Jusqu'au XVIIIe siècle, les théoriciens des Lumières ne s'étaient penchés que sur les moyens de limitation de la souveraineté interne (pouvoir royal).

Le XXe siècle a vu émerger, à la suite du paroxysme des nationalismes et des totalitarismes du XIXe au XXe siècle (première et seconde guerres mondiales notamment) et de la quasi-destruction du fonctionnement de la société internationale, l'idée qu'il fallait limiter les risques de dérive des systèmes législatifs (voir légicentrisme) et contrôler l'application des droits fondamentaux dans les constitutions, comme par exemple dans la loi fondamentale allemande de 1949 (voir aussi constitutionnalisme).

À cet égard, la Charte de l'Organisation des Nations unies en 1948, qui reconnaît le principe de souveraineté, corollaire du principe de non-ingérence, autorise toutefois d'y apporter des limitations, mais en définit strictement les conditions. Les sanctions décidées à l'encontre d'un État qui mettrait en péril la paix internationale ne peuvent être que multilatérales. Elles sont le plus souvent d'ordre économique (blocus...). Le droit d'ingérence (et non pas le devoir d'ingérence, malgré les propositions des doctrines favorables à une intervention humanitaire), est encore plus strictement encadré et ne peut être mis en œuvre que si toutes les autres solutions ont échoué.

Dans le même ordre d'idée, la théorie de la souveraineté limitée fut énoncée en 1968 par l'URSS pour justifier son intervention dans les pays frères pour la défense des intérêts socialistes ; elle était mal acceptée par les pays frères devant subir la souveraineté, même si en théorie elle était limitée.

Des formes indirectes d'influence culturelle commencent à apparaître, avec l'exigence des États-Unis d'autoriser la projection de films hollywoodiens dans les salles de cinéma françaises avec les accords Blum-Byrnes (1946).

On remarque que, en pratique, on a d'abord essayé de limiter les souverainetés étatiques en partant du domaine politique, ce qui a été, à différents degrés, des échecs plus ou moins avérés, en partie parce que les égoïsmes nationaux prévalaient sur toute nécessité de coopération.

Ainsi, l'action de l'ONU fut incapacitée jusqu'en 1989 (fin de la Guerre froide), à quelques exceptions près (guerres du Vietnam et de la Corée du Nord).
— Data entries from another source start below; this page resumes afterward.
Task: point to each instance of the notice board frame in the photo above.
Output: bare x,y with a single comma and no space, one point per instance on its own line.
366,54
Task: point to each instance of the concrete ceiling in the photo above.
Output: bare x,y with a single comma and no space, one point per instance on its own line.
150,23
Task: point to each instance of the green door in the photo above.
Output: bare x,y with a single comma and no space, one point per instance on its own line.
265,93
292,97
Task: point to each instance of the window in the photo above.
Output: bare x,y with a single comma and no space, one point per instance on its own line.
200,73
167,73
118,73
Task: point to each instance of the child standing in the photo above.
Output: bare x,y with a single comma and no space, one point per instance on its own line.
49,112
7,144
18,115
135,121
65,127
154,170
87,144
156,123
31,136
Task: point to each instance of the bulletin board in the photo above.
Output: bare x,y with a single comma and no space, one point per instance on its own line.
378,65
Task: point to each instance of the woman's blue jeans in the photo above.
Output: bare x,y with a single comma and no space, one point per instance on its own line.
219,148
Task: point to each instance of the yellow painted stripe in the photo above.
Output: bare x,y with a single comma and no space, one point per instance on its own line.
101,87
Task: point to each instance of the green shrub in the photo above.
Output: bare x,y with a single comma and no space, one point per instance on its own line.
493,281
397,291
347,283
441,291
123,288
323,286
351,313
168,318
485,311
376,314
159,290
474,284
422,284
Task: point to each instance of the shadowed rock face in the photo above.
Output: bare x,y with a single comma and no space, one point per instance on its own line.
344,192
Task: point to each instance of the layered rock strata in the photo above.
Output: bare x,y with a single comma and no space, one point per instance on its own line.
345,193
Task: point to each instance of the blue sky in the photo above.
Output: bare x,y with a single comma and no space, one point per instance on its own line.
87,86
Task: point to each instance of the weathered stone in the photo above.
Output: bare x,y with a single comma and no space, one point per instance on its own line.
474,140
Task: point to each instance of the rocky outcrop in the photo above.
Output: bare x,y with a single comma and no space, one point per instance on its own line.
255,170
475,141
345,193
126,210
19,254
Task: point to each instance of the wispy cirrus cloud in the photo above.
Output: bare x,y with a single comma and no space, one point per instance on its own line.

C'est par les coopérations économiques, de plus en plus poussées, que se sont opérés les véritables transferts de souveraineté (même s'ils demeurent encore partiels). Les intérêts nationaux sont là convergents, puisque la coopération entraîne de réels gains économiques. La coopération se faisant de plus en plus poussée, et devenant même intégration dans certains cas (le plus probant reste l'Union européenne), elle rejaillit alors en partie sur le domaine politique.

D'abord conçus comme des coopérations internationales économiques renforcées pour éviter de nouvelles guerres (moteur franco-allemand de l'Union européenne...), peu à peu, les systèmes ainsi mis en place prennent de l'ampleur et s'accaparent une partie de la souveraineté des États. Cela est dû en partie au fait que les États sont dès lors dans la quasi incapacité pratique de concevoir leurs politiques économiques en dehors des relations internationales (toute politique économique interne est vouée à l'échec si l'on ne prend pas en compte la concurrence extérieure).

Depuis la fin de la Guerre froide en 1989, la mondialisation, surtout en matière économique, transforme la notion de souveraineté en ne la faisant plus dépendre exclusivement des États. La souveraineté, par le biais de transferts de compétences, est de plus en plus attaquée, à la fois au niveau international, mais aussi au niveau national et régional.

Les organisations internationales, intergouvernementales, finissent par développer leurs propres compétences et à se détacher de la simple volonté propre de leurs composants, les États-membres.

Certaines organisations altermondialistes développent des concepts de souveraineté dans des domaines tels que l'alimentaire (souveraineté alimentaire).

Néanmoins, même si leur pouvoir réel varie d'une organisation à l'autre, on ne peut parler véritablement de souveraineté supra-étatique des ONG, puisque leurs pouvoirs sont surtout des pouvoirs d'influence, et non pas de contrainte. D'ailleurs, certains États (dont les États-Unis) et des grandes entreprises s'appuient sur les réseaux des ONG pour développer leur influence, à travers des organismes comme le WBCSD, la Chambre de commerce internationale ou le BASD.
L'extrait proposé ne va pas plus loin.